Trajectory( const double numberOfLegs,
            const std::vector< int >& legTypeVector,
            std::vector< ephemerides::EphemerisPointer >&
                  ephemerisVector,
            const Eigen::VectorXd& gravitationalParameterVector,
            const Eigen::VectorXd& trajectoryVariableVector,
            const double centralBodyGravitationalParameter,
            const Eigen::VectorXd& minimumPericenterRadiiVector,
            const Eigen::VectorXd& semiMajorAxesVector,
            const Eigen::VectorXd& eccentricityVector, )

where the inputs are:

  • numberOfLegs:

    The amount of legs in the trajectory.

  • legTypeVector:

    A vector containing all the types of the different legs (in order), which are defined by the legTypes enum located in the trajectory.h file.

  • ephemerisVector:

    A vector containing pointers to ephemeris objects of the planets that are visited (in order). See ephemerisModel for more information.

  • gravitationalParameterVector:

    A list of the gravitational parameters of the planets that are defined in ephemerisVector.

  • trajectoryVariableVector:

    Vector of trajectory variables for which the structure will be explained below.
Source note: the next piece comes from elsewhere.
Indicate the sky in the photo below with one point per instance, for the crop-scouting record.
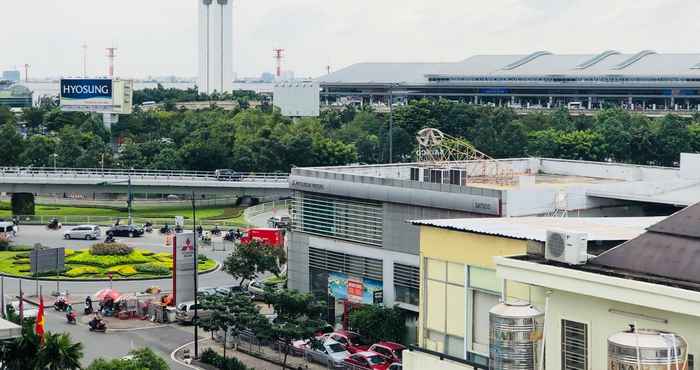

  • centralBodyGravitationalParameter:

    The gravitational parameter of the central body of the trajectory (for most cases the Sun, but could be a planet for trajectories visiting the moons of a planet).

  • minimumPericenterRadiiVector:

    A vector containing the closest the spacecraft can approach the planet during a swing-by.

  • semiMajorAxesVector:

    A vector containing the semi-major axes of the parking orbits around the departure and capture planet.

  • eccentricityVector:

    A vector containing the eccentricities of the parking orbits around the departure and capture planet.

The trajectoryVariableVector contains the variables that define the different legs. The first entry should be the departure time, then the time of flights of each of the legs should be entered (in order) and finally the additional variables can be entered for each leg. The additional variables are different for each trajectory model and are defined below:

  • MGA:

    There are no additional variables needed for the MGA trajectory model.

  • MGA-1DSM-VF:

    For the departure leg:
    • the time of flight fraction at which the DSM is performed.
    • the hyperbolic excess velocity magnitude for the start.
    • the in-plane angle for the hyperbolic excess velocity.
    • the out-of-plane angle for the hyperbolic excess velocity.
    For the swing-by leg:
    • the time of flight fraction at which the DSM is performed.
    • the rotation angle of the GA.
    • the pericenter radius of the GA.
    • the \(\Delta\) V added for the powered GA.
  • MGA-1DSM-PF:

    For the departure and swing-by legs:
    • the time of flight fraction at which the DSM is performed.
    • the dimesnionless radius of the DSM (position of the DSM wrt the central body divided by the departure planets position wrt the central body.
    • the in-plane angle for DSM.
    • the out-of-plane angle for the DSM.

The trajectory variable thus is structured as follows: (departure time, time of flights for all the legs, additional variables for each leg).

The trajectory class contains several functions that can be used to examine the complete trajectory, they are listed below:

  • void Trajectory::intermediatePoints( )

    this function returns the position of the vehicle at specific times, which are defined by the maximum time step. The vectors containing the intermediate points can then be used for the writeTrajectoryToFile function.

  • void Trajectory::calculateTrajectory( )

    this function returns the total \(\Delta\) V of the trajectory.

  • void Trajectory::maneuvers( )

    the maneuvers function returns the position and time of all the manuevers executed during the trajectory. These can be passed to the writeManeuversToFile function.

  • void Trajectory::planetaryOrbits( )

    returns a single revolution of the planets that are encountered during the trajectory, to be plotted from the file generated by the writeTrajectoryToFile function.